E a primeira ideia a reter é a de que, por mais traumatizante que tenha sido o jogo frente aos germânicos, o Brasil não deixou de ter potencialmente os melhores jogadores e o melhor futebol do mundo! Não existe entre os dois times, de modo nenhum, a diferença de qualidade que o resultado parece reflectir.

Sucedeu ao Brasil, em versão um pouco mais cruel, mas por razões semelhantes, o que havia já ocorrido com Portugal: ambos os times cometeram o suicídio táctico de jogar abertamente com este adversário, concedendo-lhe espaços amplos, autênticas "avenidas", sem os quais a máquina germânica, comprovadamente, enguiça.

Os alemães possuem um futebol eficaz - até demolidor - se lhes oferecerem ensejo para tal. Mas, colocada perante barreiras tácticas inteligentes e disciplinadas, a sua equipa não evidencia grande imaginação e é pouco versátil.
Diante de colectivos compactos, com zonas de meio-campo convenientemente preenchidas, que defendam bem e lancem contra-ofensivas velozes, demonstram enormes dificuldades e caem num futebol recorrente, estereotipado, pobre de ideias e, por isso mesmo, ultrapassável.

Afinal, o que fez de grandioso essa Alemanha tão enaltecida pelo seu futebol?
Para além das goleadas, muitíssimo consentidas, a Portugal e ao Brasil (irmãos até na ingenuidade de seu sistema de jogo), a soberba Alemanha ganhou dificilmente aos Estados Unidos (1-0) e França (1-0) e não conseguiu vencer, dentro dos 90 minutos regulamentares, nem o Gana (empate, 2-2) nem a Argélia (0-0 - o triunfo de 2-1 surgiu apenas no prolongamento)!
Na final, contra a Argentina, de novo um empate (0-0) no tempo regulamentar, e só as oportunidades perdidas e o estoiro físico dos argentinos lhes permitiram um triunfo injusto.
Onde, portanto, a máquina perfeita, demolidora, irresistível?

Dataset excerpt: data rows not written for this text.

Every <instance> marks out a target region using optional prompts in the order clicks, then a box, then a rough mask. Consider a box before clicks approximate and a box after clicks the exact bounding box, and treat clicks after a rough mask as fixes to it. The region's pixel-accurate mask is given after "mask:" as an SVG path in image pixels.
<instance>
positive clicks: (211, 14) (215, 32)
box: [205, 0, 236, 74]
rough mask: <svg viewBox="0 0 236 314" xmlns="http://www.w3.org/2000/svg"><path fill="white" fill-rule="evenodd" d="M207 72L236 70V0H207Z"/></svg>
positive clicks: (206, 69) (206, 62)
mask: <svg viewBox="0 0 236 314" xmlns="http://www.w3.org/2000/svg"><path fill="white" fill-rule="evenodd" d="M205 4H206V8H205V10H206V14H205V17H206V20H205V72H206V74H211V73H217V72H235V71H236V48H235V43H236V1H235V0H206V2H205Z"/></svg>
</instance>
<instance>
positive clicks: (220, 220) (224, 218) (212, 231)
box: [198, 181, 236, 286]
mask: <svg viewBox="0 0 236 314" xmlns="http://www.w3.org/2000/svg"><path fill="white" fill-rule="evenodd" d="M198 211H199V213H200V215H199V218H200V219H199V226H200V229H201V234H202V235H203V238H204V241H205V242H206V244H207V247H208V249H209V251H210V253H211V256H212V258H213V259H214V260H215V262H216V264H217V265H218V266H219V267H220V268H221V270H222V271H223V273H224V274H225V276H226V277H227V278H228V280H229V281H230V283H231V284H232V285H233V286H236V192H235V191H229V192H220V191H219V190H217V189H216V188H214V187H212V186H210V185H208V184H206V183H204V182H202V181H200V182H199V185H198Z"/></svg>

O Brasil, para além da ausência de Neymar e de Thiago Silva, foi vítima do seu futebol aberto, generoso, alegremente individualista, quer dizer, do futebol que não pode, ou não deve ser jogado contra times frios e calculistas, de sistema geométrico e aproveitador, como têm a Alemanha e a Holanda.
Recordem a Espanha, anterior campeão do Mundo, que resolveu abandonar a segurança do seu sistema táctico "tipo Barcelona" e jogar aberto com a Holanda, terminando esmagada por 1-5.

O Brasil foi ainda vitimado pela pressão emocional decorrente da "obrigação" de ter de ganhar por jogar em sua casa. Só uma quebra desse tipo pode explicar o que se passou na partida fatídica: sofrer 4 tentos em 6 minutos é absolutamente anormal para qualquer equipa, mesmo amadora, quanto mais para uma selecção como a brasileira!

A Argélia, por exemplo, ensinou como se deve jogar contra a Alemanha - e a Argélia não é uma equipa de estrelas, joga inclusive com vários futebolistas de equipas secundárias, nomeadamente de Portugal.
Na partida Alemanha-Argélia (empate de 0-0, em 90 minutos), chegou a ser confrangedora a inépcia dos centro-campistas e atacantes germânicos diante daquela muralha verde, de onde brotavam, de vez em quando, contragolpes venenosos e perigosíssimos que estiveram à beira de provocar o primeiro grande escândalo do Mundial! Valeu aos germânicos, em diversas ocasiões, um goleiro como "São" Neuer...

Na Europa, ainda há bem pouco tempo, o Real Madrid igualmente demonstrou na Champions League, diante do Bayern de Munique, como se deve fazer.
O Bayern integra a maior parte dos titulares desta selecção alemã (a começar por "São" Neuer), mas, confrontado com o denso meio-campo e os contra-ataques madrilenos, acabou humilhado, em sua casa, por um contundente 0-4, que poderia facilmente ter evoluído para números impensáveis caso os espanhóis tivessem concretizado mais algumas das suas numerosas oportunidades.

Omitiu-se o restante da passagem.